They don’t mess about in Indonesia when it comes to genre films. Ever since The Raid brought the country’s small but pugnacious scene to greater prominence, there has been a steady stream of technically adept, uncompromising, and utterly brutal action and horror offerings, like raw, dripping sacrifices to the cinematic gods. Two of its more prominent exponents team up for this loose, loving remake of a beloved early ’80s Indonesian cult favourite. Both writer Joko Anwar (Satan’s Slaves, Impetigore) and director Kimo Stamboel (Macabre, Headshot) have been plying their trade since the mid-’00s, and The Queen of Black Magic is among the finest in both of their careers. Essentially a simple revenge tale blown up to incorporate a deranged danse macabre of horror tropes, it will nevertheless captivate hardened viewers as familiar fare served with gusto and flair.
Nadya (Hannah Al Rashid, from Timo Tjahjanto and Gareth Evans‘ gonzo ‘Safe Haven’ segment of V/H/S/2) is travelling with her family for a reunion at the orphanage in which her husband Hanif (Ario Bayu) grew up. Near their destination they hit what they think is a deer, but is actually a child. This is only the beginning as the bloody secrets of the orphanage are revealed and a dark force begins to take vengeance against the former occupants and their families.
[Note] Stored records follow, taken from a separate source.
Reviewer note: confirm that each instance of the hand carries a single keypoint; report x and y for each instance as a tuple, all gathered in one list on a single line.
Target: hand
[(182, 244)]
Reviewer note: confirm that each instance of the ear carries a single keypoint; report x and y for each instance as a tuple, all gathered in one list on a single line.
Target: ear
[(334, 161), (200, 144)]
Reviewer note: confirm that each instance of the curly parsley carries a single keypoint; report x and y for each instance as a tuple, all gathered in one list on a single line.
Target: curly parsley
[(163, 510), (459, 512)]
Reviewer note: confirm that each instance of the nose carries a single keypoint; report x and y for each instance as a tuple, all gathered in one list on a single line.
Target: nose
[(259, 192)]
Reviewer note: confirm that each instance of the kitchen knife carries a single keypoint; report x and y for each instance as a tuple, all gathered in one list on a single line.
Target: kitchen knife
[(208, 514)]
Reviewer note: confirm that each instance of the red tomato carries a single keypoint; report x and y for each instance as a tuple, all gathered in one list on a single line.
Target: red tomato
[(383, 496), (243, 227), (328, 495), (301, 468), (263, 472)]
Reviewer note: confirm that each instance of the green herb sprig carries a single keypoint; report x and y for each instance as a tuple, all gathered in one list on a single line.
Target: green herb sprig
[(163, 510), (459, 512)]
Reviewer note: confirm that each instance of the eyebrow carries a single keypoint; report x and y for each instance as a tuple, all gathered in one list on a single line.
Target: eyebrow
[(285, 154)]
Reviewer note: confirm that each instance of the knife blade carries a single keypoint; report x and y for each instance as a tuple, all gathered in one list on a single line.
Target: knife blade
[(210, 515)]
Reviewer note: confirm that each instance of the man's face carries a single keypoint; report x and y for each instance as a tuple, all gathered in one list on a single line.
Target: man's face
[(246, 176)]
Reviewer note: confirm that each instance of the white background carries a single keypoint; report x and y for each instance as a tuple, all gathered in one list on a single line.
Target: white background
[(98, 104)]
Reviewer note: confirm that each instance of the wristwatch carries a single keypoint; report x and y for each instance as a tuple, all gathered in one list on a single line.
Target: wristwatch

It’s fair to say that Stamboel and Anwar throw the kitchen sink at the audience. Right from the opening seconds there is the overhead shot of a car straight from The Shining, a country road surrounded by cornfields, and a sudden collision. Before long they have added the shifty residents of the orphanage, a tale of witchcraft and missing children, and a door that’s been ominously locked for 20 years. It could easily be overstuffed, but for the first half Stamboel and Anwar foreground the characters. With a busy ensemble cast, they are swiftly sketched for sure, but enough to establish personalities and flaws that the evil can lever open and exploit. This includes a decades-long secret held by Hanif and friends, and, interestingly, a non-specific case of body dysmorphia that results in a DIY tummy tuck. Crucially, we care about them when the titular antagonist turns the screw.
“I’m here to create hell,” the sorceress snarls. “Because I’m not sure there is a hell after death.” This is as much of a mission statement for the project as a whole as it is a ripe piece of dialogue. Once the filmmakers let go of the leash, The Queen of Black Magic becomes a relentless hell-scape to rival the unspeakable subterranean horrors of Can Evrenol‘s Baskin. Men, women, children – noone is safe. It becomes such a thrill ride that any worries of originality are set aside as millipedes burst from eye sockets and staple guns are punched into flesh. Sadly, the use of a disability to create horror is one old trope that could have been left in the time of the the original Queen. But once again, such is the filmmakers’ control of their material, it remains one of many queasily effective moments.
Yes, The Queen of Black Magic is a patchwork of easily identifiable influences and references. It is cruel, bleak, and even nihilistic in places, but there is absolutely zero cynicism. Everything is employed as part of a satisfying hole. After a decade or so of western filmmakers borrowing from Asian cinema from the late-’90s onwards, it’s interesting to see the winds blow in the opposite direction. The set up is classic enough to be reminiscent of a Henry James or a Shirley Jackson, with an approach spiked with the unbridled ferocity of the New French Extremity. It is made with the care and attention of people who have clearly bathed in the genre all their lives and know how to gross out a crowd with precision and verve. It is one spell that any gorehound would be glad to fall under.